Yesterday, the Supreme Court justices voted 5-to-4 to allow a lower judge’s order to stand that bans the Department of Homeland Security (DHS) from only enforcing deportation for some illegal immigrants while ignoring others, including some with pre-existing criminal records.
The decision forces the DHS to abide by Trump-era immigration laws which called for the deportation of the vast majority of illegal immigrants, as the lower court had ruled Biden administration, which only deported illegal immigrants who posed an “egregious threats to public safety” illegal.
Justice Amy Coney Barret sided against the other well-known conservative justices in the 5-4 votes, joining Justices Samuel Alito, Sonia Sotomayor, and Elena Kagan in an opinion that a stay should be granted against the lower court’s order, allowing Biden’s policies to be reinstated until a full decision was reached.
The justices, however, approved to fast-track oral arguments on the case following a suggestion by the Solicitor General to consider the application as a petition for certiorari.
Accordingly, “the case will be set for argument in the first week of the December 2022 argument session.”
The parties concerned have been directed to prepare arguments to answer if the involved states have legal standing to challenge the DHS directive and whether the guidance was in violation of key federal laws.
The policy in question was instituted in September 2021 by DHS Secretary Alejandro Mayorkas through a directive to border patrol agents. The guidance advocated for agents to use a loose evaluation of immigrants before taking enforcement action, allowing some immigrants with criminal records to stay in the country. The Biden administration said this would focus department resources on the most dangerous of criminals, taking a strain off the department’s limited resources. The memo states that the fact that an immigrant is “a removable noncitizen” should not be the only criteria that is used to open an “enforcement action” which includes deportation.
The discretionary directive outlined in the memo allows for border patrol to ignore existing criminal records.
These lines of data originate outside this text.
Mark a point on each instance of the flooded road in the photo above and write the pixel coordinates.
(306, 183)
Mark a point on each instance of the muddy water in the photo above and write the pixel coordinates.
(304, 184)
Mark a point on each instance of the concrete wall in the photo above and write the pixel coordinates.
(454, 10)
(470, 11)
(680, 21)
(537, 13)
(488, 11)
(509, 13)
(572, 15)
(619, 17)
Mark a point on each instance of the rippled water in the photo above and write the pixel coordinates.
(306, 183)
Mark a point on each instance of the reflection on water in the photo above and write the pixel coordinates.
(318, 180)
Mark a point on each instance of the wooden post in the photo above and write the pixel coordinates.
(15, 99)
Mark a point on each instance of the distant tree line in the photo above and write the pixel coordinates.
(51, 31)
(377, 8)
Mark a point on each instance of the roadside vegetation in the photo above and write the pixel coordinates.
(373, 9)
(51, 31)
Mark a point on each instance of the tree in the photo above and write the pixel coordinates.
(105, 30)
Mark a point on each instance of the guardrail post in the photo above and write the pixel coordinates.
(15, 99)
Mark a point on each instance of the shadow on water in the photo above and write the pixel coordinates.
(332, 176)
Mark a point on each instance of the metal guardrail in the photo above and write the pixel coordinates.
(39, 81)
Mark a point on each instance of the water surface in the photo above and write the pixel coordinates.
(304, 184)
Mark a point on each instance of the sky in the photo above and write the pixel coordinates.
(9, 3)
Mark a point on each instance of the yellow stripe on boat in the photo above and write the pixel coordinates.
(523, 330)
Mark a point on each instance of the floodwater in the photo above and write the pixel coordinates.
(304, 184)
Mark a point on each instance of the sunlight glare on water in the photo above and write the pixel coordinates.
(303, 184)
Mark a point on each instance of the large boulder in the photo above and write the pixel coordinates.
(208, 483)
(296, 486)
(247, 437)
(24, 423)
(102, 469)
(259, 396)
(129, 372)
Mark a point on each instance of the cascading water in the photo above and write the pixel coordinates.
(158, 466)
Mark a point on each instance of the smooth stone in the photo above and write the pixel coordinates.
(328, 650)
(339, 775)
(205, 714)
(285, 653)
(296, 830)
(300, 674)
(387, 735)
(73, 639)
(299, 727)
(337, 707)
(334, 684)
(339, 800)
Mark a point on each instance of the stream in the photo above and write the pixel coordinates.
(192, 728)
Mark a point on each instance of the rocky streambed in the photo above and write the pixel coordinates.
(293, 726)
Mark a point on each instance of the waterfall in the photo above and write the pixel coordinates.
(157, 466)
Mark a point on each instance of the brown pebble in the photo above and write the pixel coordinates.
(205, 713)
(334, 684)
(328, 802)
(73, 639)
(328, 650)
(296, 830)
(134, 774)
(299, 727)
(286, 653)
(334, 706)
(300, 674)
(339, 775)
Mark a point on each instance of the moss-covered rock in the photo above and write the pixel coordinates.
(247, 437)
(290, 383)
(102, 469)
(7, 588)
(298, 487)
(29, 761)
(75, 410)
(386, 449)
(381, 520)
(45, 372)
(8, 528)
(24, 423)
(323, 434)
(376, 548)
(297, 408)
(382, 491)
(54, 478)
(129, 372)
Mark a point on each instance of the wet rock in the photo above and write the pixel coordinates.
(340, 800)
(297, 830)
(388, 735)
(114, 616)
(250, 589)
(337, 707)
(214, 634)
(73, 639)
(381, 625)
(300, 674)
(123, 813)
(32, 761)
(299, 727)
According to the lower court’s ruling, it also ignored the federal laws currently in place which govern how illegal immigrants are to be processed.
Mayorkas has defended the policy as necessary for “national security, public security, and border security.”
The decision was initiated by Louisiana and Texas, who sued the federal government for violation of the Administrative Procedure Act saying that the directive burdened the states to deal with the crisis that the federal government had caused.
“It would be particularly troubling to allow applicants a free pass to ignore Congress’s commands under current circumstances because the facts show the problem is, at least in part, self-inflicted,” the lawsuit stated.
Texas Federal Judge Drew Tipton ruled in favor of the states on June 10. In his ruling, Tipton placed a stay on his order, which expired on June 25 before the federal government could complete an appeal. In the aftermath of this expiration, the DHS signaled they would widen their arrest prioritizations to comply with Tipton’s order.
On July 6, a New Orleans appellate court refused to block the order, leading to the appeal before the Supreme Court.